I quit three or four books for every book I read to the end. I do the “first five pages test” before I buy any book (checking for tone, pace, and language) and then let myself off the hook if I need to stop halfway through.

Take a “news fast” and channel your reading dollars. I subscribed to the New York Times and five magazines for years. I rotated subscriptions to keep them fresh, and always loved getting a crisp new issue in the mail. After returning from a long vacation where I finally had some time to lose myself in books, I started realizing that this shorter, choppier nature of reading was preventing me from going deeper. So I canceled all my subscriptions.
Besides freeing up mindshare, what does canceling all news inputs do? For me, it saved more than $500 per year. That can pay for about 50 books per year. What would I rather have 10 or 20 years later — a prized book collection which I’ve read and learned from over the years…or a pile of old newspapers? And let’s not forget your local library. If you download Library Extension for your browser, you can see what books and e-books are available for free right around the corner.
Triple your churn rate. I realized that for years I’d thought of my bookshelf as a fixed and somewhat artistic object: There it is, sitting by the flower vases! Now I think of it as a dynamic organism. Always moving. Always changing. In a given week I probably add about five books to the shelf and get rid of three or four. Books come in through lending libraries in our neighborhood, a fantastic used bookstore, local indie and chain stores, and, of course, online outlets. Books go out when we pass them to friends, sell them to the used bookstore, or drop them off at the lending library. This dynamism means I’m always walking over to the shelf, never just walking by it. As a result, I read more.

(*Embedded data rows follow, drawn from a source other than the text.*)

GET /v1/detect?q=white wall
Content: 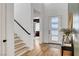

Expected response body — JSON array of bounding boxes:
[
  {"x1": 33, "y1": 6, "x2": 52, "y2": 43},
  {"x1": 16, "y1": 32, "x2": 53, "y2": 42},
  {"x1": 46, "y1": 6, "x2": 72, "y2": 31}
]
[
  {"x1": 5, "y1": 3, "x2": 15, "y2": 56},
  {"x1": 31, "y1": 3, "x2": 44, "y2": 43},
  {"x1": 0, "y1": 3, "x2": 14, "y2": 56},
  {"x1": 44, "y1": 3, "x2": 68, "y2": 43},
  {"x1": 68, "y1": 3, "x2": 79, "y2": 56},
  {"x1": 14, "y1": 3, "x2": 34, "y2": 49}
]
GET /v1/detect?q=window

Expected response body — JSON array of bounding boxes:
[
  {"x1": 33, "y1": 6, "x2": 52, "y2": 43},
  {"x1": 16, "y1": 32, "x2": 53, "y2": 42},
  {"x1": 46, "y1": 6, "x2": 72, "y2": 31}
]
[
  {"x1": 51, "y1": 16, "x2": 58, "y2": 40},
  {"x1": 73, "y1": 15, "x2": 79, "y2": 30}
]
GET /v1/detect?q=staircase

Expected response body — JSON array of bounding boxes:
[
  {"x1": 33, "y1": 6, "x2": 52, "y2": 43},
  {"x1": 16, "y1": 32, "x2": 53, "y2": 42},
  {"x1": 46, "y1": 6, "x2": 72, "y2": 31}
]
[{"x1": 14, "y1": 34, "x2": 29, "y2": 56}]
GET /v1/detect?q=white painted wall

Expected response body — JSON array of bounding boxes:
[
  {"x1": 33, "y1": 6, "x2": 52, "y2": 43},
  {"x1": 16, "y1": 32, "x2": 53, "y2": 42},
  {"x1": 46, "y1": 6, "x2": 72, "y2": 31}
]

Read physical books. You may be wondering why I don’t just read e-books on a mobile device, saving myself all the time and effort required to bring books in and out of the house. In an era when our movie, film, and photography collections are all going digital, there is something grounding about having an organically growing collection of books in the home. If you want to get deep, perhaps it’s a nice physical representation of the evolution and changes in your mind while you’re reading. (Maybe this is why my wife refuses to allow my Far Side collections on her shelf.) And since many of us look at screens all day, it can be a welcome change of pace to hold an actual book in your hands.
Reapply the 10,000 steps rule. A good friend once told me a story that really stuck with me. He said Stephen King had advised people to read something like five hours a day. My friend said, “You know, that’s baloney. Who can do that?” But then, years later, he found himself in Maine on vacation. He was waiting in line outside a movie theater with his girlfriend, and who should be waiting in front of him? Stephen King! His nose was in a book the whole time in line. When they got into the theater, Stephen King was still reading as the lights dimmed. When the lights came up, he pulled his book open right away. He even read as he was leaving. Now, I have not confirmed this story with Stephen King. But I think the message this story imparts is an important one. Basically, you can read a lot more. There are minutes hidden in all the corners of the day, and they add up to a lot of minutes.
In a way, it’s like the 10,000 steps rule. Walk around the grocery store, park at the back of the lot, chase your kids around the house, and bam — 10,000 steps. It’s the same with reading.

When did I read those five books a year for most of my life? On holidays or during long flights. “Oh! A lot of downtime coming,” I’d think. “Better grab a few books.”
When do I read now? All the time. A few pages here. A few pages there. I have a book in my bag at all times. In general I read nonfiction in the mornings, when my mind is in active learning mode, and fiction at night before bed, when my mind needs an escape. Slipping pages into all the corners of the day adds up.